- Pitcher
- Born: November 18, 1966 (age 59) West Palm Beach, Florida
- Batted: LeftThrew: Right

NPB debut
- May 15, 1998, for the Kintetsu Buffaloes

Last appearance
- October 10, 1999, for the Osaka Kintetsu Buffaloes
- Stats at Baseball Reference

Teams
- Kintetsu Buffaloes / Osaka Kintetsu Buffaloes (1998–1999);

= Rob Mattson =

Donald Robert Mattson Jr. (born November 18, 1966) is a former professional baseball pitcher who played professionally from 1991 to 2001.

==Career==
Mattson played in the Atlanta Braves minor league system in 1991, playing for both the Macon Braves and the Durham Bulls. In 1992, he played for the Beloit Brewers. In 1995 and 1996, Mattson played for the Memphis Chicks in the San Diego Padres organization. In 1998 and 1999, he played for the Osaka Kintetsu Buffaloes in Japan's Nippon Professional Baseball.
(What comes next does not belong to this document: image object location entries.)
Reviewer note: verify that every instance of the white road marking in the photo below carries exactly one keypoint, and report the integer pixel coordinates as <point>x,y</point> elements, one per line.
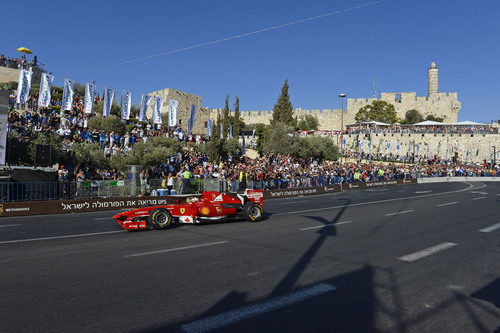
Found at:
<point>448,203</point>
<point>174,249</point>
<point>376,201</point>
<point>427,252</point>
<point>60,237</point>
<point>252,311</point>
<point>401,212</point>
<point>293,202</point>
<point>490,228</point>
<point>325,225</point>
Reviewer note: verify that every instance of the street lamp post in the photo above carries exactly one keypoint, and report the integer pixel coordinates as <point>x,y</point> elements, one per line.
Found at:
<point>342,119</point>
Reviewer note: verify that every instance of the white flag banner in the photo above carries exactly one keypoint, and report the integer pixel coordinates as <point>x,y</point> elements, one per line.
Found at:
<point>3,136</point>
<point>192,118</point>
<point>126,104</point>
<point>109,95</point>
<point>90,91</point>
<point>172,112</point>
<point>68,93</point>
<point>157,110</point>
<point>44,95</point>
<point>23,86</point>
<point>144,107</point>
<point>209,127</point>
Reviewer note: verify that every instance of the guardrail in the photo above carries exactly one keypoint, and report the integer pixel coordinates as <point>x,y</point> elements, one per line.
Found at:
<point>45,191</point>
<point>70,190</point>
<point>457,179</point>
<point>23,208</point>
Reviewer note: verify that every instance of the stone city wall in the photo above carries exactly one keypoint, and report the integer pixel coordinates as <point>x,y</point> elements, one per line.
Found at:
<point>328,119</point>
<point>480,146</point>
<point>445,105</point>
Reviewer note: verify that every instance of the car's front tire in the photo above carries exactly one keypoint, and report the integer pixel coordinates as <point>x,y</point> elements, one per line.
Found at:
<point>253,212</point>
<point>160,218</point>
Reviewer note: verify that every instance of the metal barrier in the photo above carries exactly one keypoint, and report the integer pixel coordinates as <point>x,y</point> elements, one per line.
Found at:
<point>133,188</point>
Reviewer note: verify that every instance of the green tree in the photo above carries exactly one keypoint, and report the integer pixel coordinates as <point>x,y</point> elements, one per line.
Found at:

After the completion of the 1999 season in Japan he went on to sign with the Hyundai Unicorns of the KBO in Korea for 2000. He was respectively released by Hyundai, upon a ruling by the KBO that their pitcher that they had transferred to the Tokyo Giants for a reported 3 million dollars, had to come back to Korea and play with Hyundai for one more year before he would be allowed to play in Japan. Wanted by several teams in Korea including the Samsung Lions earlier in the signing period, but by this time teams had already signed other pitcher's. Rob went on to play for the Pittsburgh Pirates 3A team in the Nashville Sounds instead. He also played for the Olmecas de Tabasco of the Mexican League in 2001.